Diario Italiano di Dino Perrone

Sentirsi rami di uno stesso albero

Il coronavirus sta sottoponendo tutti ad una prova durissima, disseminando di lutti il suo insidioso cammino, lacerando di dolore le famiglie, bloccando la vita produttiva del Paese.

Ancora non ne siamo fuori, purtroppo. Ancora la curva dei contagi, sia pure fortunatamente in discesa, ha un sinistro profilo. Ancora il ritorno ad una vera normalità, nonostante l’incoraggiante annuncio di una “seconda fase”, è un traguardo che non sembra prossimo.

Ma finirà, come altre pandemie di un passato che a torto ritenevamo definitivamente archiviato e remoto.

Forse allora, approfittando di queste giornate di forzato distanziamento sociale, è il caso di riflettere sin d’ora su quale lascito avrà questa drammatica vicenda una volta che davvero sarà stata messa definitivamente alle spalle. Se cioè tutto questo dolore potrà venirci in qualche modo utile.

C’è da augurarsi che dal punto di vista umano, dei rapporti sociali, si cresca come uomini e come comunità. Che si registri insomma, dopo tanta fatica spesso affrontata in solitudine, uno scatto morale che si traduca in una maggiore consapevolezza e umanità sul presente.

Che si riscopra il valore immenso dei gesti quotidiani, di uno scorrere del tempo che troppo spesso viene calpestato e frainteso da una parossistica e spesso vuota corsa in avanti, nel nome di un domani che non si riesce mai ad afferrare perché sembra avere sempre i contorni del passato.

Questa emergenza sta già dicendo molto di noi. Come singoli e come Paese. In attesa che anche l’Europa si dimostri a sua volta all’altezza di questi drammatici ed inattesi tempi nuovi.

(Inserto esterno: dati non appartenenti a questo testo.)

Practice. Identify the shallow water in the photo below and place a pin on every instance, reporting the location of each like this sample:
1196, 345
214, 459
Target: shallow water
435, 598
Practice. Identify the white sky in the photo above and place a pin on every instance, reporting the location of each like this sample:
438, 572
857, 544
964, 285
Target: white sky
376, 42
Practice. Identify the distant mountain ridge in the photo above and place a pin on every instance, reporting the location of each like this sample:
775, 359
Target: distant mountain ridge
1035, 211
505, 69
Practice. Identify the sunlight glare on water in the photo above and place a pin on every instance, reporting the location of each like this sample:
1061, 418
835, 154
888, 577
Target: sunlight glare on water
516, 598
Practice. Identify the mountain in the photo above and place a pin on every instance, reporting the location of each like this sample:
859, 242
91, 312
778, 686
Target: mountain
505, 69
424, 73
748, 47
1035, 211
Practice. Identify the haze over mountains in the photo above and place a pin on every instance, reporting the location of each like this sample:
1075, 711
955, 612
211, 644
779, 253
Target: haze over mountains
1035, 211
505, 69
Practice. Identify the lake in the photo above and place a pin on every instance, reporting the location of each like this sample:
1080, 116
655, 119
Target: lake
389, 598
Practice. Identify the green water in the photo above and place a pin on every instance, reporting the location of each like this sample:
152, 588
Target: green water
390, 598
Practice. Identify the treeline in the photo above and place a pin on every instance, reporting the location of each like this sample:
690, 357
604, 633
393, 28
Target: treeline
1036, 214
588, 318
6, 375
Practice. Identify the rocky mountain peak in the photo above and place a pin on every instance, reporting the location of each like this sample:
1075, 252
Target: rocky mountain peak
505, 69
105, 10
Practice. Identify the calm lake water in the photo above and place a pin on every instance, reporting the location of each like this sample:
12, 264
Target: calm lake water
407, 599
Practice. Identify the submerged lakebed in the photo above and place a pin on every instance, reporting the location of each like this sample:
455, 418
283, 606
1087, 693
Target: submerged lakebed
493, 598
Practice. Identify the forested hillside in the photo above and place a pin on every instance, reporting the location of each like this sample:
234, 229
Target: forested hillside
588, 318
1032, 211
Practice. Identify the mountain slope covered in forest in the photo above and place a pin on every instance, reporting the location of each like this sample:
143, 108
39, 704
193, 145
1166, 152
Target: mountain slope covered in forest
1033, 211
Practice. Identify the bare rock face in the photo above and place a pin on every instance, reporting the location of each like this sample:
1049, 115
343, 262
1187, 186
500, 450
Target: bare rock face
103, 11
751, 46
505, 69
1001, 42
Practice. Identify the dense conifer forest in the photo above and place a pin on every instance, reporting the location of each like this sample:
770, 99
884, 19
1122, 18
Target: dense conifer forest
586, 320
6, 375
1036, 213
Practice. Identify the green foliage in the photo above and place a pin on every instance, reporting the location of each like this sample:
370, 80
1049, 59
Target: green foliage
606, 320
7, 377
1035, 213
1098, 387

Gli iniziali balbettii dell’Eurogruppo debbono lasciare il posto a decisioni che vadano nel senso di una ritrovata solidarietà, attraverso la messa in campo di strumenti finanziari ed economici che aiutino a rimettere in piedi il tessuto produttivo e sociale degli Stati membri.

E’ infatti persino troppo facile ipotizzare sin d’ora che ci ritroveremo, per quanto riguarda l’Italia, a dover fare i conti con aziende che non avranno avuto la forza per superare il momento e rischieranno di chiudere mettendo in pericolo chissà quanti posti di lavoro. Il quadro potrebbe essere ancora più complicato di quanto in molti già temono. Ed è per questo che è necessaria una coesione interna ed una solidarietà che superi le barriere tra i Paesi europei.

Ripeto, questa emergenza sta dicendo molto di noi.

Di fronte alla sofferenza, di fronte a qualcosa di inatteso e soprattutto sconosciuto, gli italiani stanno facendo muro, aiutandosi ognuno per la sua parte a venire fuori da questa situazione. A dimostrazione di quanto ciascuna persona può tirar fuori da se stessa in un momento di difficoltà. A conferma di quanto di più nobile esista dentro ognuno di noi.

Medici, infermieri, volontari. Ma anche imprenditori, artigiani, professionisti. Genitori e figli, anziani e giovani.

Ciascuno sta portando il suo contributo. Tutti con fatica, certamente. Tutti rinunziando a qualcosa che, a volte, può invece significare davvero molto. Ma tutti, anche, con la serenità che deriva dalla consapevolezza di provare a fare al meglio la propria parte.

E questo persino solo rispettando le indicazioni che vengono dal governo e dagli esperti della comunità scientifica. E questo al netto dei soliti furbastri che invece pensano di essere sempre una pagina avanti nella lettura del libro.

Ciascuno, forse dopo tanti anni, forse addirittura per la prima volta, si sente non un’isola ma parte di un tutto. Mattone di una casa comune, ramo di uno stesso albero.

Tutto questo non può e non deve andare disperso

L’Italia che non si arrende, che rimane in piedi. L’Italia severa e consapevole che non si assoggetta solo per obbligo alle disposizioni che vengono impartite ma lo fa come principio di buonsenso. Non nel timore di una punizione ma come forma di tutela per gli altri, specie i più fragili.

E’ questo è un lascito che non deve andare disperso.